Lit i View Xaminerの特徴は、弁護士などの専門家が人手で行った文書分類の結果をコンピューターが学習し、自動分類する技術「プレディクティブ・コーディング」を搭載すること。専門家が分類済みの文書をコンピューターが解析し、犯罪に関係があるとされた文書だけに登場するキーワードなどに着目。キーワードごとに重みを付ける。これを利用して、未分類の文書をコンピューターで自動分類する。
これにより、データ解析の効率化が図れるほか、人間が見逃してしまう重要証拠を見つけるのにも役立つという。「1時間に33万種類の文書を、90%の精度で解析できる。能力の高い弁護士が4000人集まり、長時間全く疲れずに作業するのと同じ」(守本正宏社長)。

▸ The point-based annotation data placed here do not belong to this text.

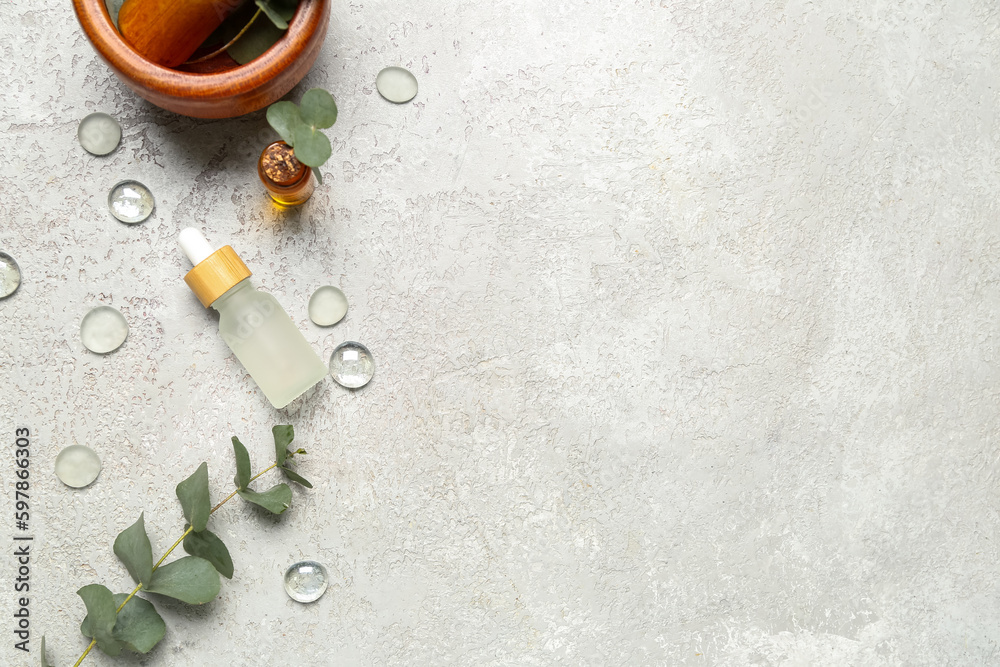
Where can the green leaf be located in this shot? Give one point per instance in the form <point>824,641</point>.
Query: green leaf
<point>99,622</point>
<point>139,626</point>
<point>318,108</point>
<point>207,545</point>
<point>312,148</point>
<point>279,12</point>
<point>193,494</point>
<point>259,37</point>
<point>275,500</point>
<point>132,548</point>
<point>283,436</point>
<point>295,477</point>
<point>284,117</point>
<point>189,579</point>
<point>242,464</point>
<point>114,6</point>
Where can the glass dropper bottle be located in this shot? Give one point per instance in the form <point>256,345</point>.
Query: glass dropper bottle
<point>253,324</point>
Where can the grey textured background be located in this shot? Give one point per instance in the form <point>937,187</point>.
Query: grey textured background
<point>684,315</point>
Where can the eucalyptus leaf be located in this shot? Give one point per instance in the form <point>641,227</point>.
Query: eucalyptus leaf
<point>114,6</point>
<point>132,548</point>
<point>259,37</point>
<point>139,627</point>
<point>318,108</point>
<point>242,464</point>
<point>312,148</point>
<point>280,12</point>
<point>284,117</point>
<point>207,545</point>
<point>275,500</point>
<point>283,436</point>
<point>189,579</point>
<point>99,622</point>
<point>295,477</point>
<point>193,494</point>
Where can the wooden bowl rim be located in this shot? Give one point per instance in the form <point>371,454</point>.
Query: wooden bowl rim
<point>96,23</point>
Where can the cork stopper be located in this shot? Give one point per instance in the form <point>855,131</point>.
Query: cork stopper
<point>216,274</point>
<point>278,163</point>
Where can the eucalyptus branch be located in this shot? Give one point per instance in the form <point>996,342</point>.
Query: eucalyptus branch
<point>193,579</point>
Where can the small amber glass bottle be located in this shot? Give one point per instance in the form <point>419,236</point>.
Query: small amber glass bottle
<point>288,181</point>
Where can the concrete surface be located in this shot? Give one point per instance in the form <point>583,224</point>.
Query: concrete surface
<point>684,315</point>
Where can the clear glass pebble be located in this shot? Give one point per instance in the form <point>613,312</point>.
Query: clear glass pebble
<point>327,306</point>
<point>99,133</point>
<point>103,330</point>
<point>396,84</point>
<point>78,466</point>
<point>131,202</point>
<point>10,275</point>
<point>306,581</point>
<point>352,365</point>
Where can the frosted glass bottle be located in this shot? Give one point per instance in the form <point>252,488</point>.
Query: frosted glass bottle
<point>252,323</point>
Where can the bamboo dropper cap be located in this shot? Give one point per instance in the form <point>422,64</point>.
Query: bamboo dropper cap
<point>215,272</point>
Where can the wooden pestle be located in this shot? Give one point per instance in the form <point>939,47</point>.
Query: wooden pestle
<point>167,32</point>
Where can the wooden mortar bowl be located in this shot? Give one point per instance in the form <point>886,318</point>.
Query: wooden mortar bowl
<point>235,89</point>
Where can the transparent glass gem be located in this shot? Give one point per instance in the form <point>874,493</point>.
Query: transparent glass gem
<point>352,365</point>
<point>327,306</point>
<point>10,275</point>
<point>77,466</point>
<point>103,330</point>
<point>131,202</point>
<point>396,84</point>
<point>306,581</point>
<point>99,133</point>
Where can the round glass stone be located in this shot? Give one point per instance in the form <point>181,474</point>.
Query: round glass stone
<point>396,84</point>
<point>131,202</point>
<point>306,581</point>
<point>77,466</point>
<point>103,330</point>
<point>99,133</point>
<point>352,365</point>
<point>327,306</point>
<point>10,275</point>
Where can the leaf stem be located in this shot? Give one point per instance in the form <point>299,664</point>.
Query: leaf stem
<point>168,552</point>
<point>226,499</point>
<point>93,643</point>
<point>228,44</point>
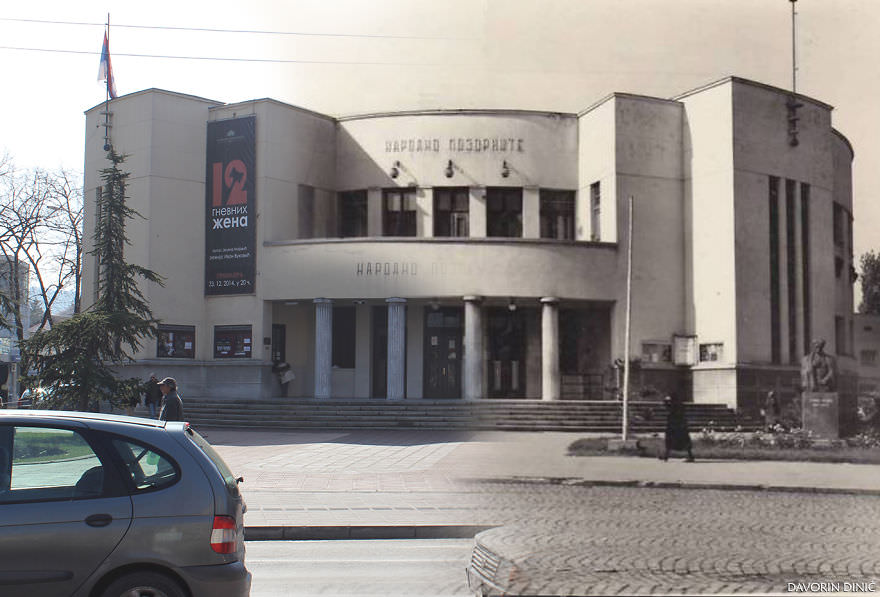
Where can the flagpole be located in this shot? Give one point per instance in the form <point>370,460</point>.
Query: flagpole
<point>107,88</point>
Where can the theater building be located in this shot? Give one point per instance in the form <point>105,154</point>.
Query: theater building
<point>482,254</point>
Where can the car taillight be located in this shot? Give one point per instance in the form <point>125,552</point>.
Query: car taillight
<point>223,538</point>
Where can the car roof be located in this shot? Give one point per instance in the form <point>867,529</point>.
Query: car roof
<point>49,416</point>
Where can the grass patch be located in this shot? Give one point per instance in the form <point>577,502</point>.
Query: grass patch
<point>742,446</point>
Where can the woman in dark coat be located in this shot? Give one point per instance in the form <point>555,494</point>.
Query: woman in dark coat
<point>677,436</point>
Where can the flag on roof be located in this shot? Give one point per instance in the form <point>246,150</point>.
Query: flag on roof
<point>105,70</point>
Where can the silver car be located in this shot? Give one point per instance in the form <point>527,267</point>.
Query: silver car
<point>95,505</point>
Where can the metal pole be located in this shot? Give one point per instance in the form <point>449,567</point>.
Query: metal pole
<point>793,49</point>
<point>625,430</point>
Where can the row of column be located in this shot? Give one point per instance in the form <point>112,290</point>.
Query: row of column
<point>473,348</point>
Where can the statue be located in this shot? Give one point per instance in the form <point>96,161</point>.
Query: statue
<point>817,369</point>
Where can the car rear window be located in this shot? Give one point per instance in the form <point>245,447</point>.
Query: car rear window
<point>147,468</point>
<point>214,457</point>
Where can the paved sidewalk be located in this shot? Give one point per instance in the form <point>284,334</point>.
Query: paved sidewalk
<point>380,484</point>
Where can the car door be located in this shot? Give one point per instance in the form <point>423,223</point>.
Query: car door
<point>63,509</point>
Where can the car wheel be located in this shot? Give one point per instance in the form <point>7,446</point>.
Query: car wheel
<point>144,584</point>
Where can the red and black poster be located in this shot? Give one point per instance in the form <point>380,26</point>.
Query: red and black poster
<point>230,205</point>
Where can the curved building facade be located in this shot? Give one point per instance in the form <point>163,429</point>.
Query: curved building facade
<point>480,254</point>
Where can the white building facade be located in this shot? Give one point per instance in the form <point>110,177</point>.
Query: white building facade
<point>480,254</point>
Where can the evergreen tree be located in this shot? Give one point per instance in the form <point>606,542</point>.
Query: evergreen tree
<point>870,277</point>
<point>76,358</point>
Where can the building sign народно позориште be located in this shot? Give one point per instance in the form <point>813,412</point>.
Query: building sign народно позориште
<point>230,202</point>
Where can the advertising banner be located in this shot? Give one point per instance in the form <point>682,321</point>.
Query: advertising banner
<point>230,207</point>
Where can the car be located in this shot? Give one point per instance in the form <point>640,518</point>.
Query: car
<point>99,505</point>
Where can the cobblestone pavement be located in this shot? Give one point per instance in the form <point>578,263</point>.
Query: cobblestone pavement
<point>619,540</point>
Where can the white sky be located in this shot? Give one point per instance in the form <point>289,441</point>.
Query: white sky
<point>538,54</point>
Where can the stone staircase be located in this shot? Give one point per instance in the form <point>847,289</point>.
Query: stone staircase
<point>512,415</point>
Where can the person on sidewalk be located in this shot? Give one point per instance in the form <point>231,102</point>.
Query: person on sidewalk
<point>677,437</point>
<point>772,411</point>
<point>172,408</point>
<point>153,396</point>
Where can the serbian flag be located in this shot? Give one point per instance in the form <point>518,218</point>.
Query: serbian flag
<point>105,70</point>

なお、学習の基となる人手での分類結果(教師データと呼ぶ)は、各案件ごとに作成する必要がある。必要となる教師データの量は、解析するデータの内容などによって異なるという。例えば、ある企業で発生した情報漏洩事件では、調査対象となった20台のパソコンのうち、2台分を人手で分析。その結果を基に残り18台のデータを自動解析したところ、1台から重要な証拠文書を発見できたという。
人手による分類結果をコンピューターが学習し、自動分類を可能にするという手法は、迷惑メールの判別などの分野でも広く使われている。代表例が、「ベイズ分類」と呼ばれる技術だ。UBICの今回の技術はこれらとは異なり、「迷惑メールかそうでないか、といった単一の分類でなく、さまざまな解析に利用できる」(同社CTOで、テクノロジー部部長の武田秀樹氏)。今後、医療、テロ調査、軍事情報調査など、多様な分野に応用するという。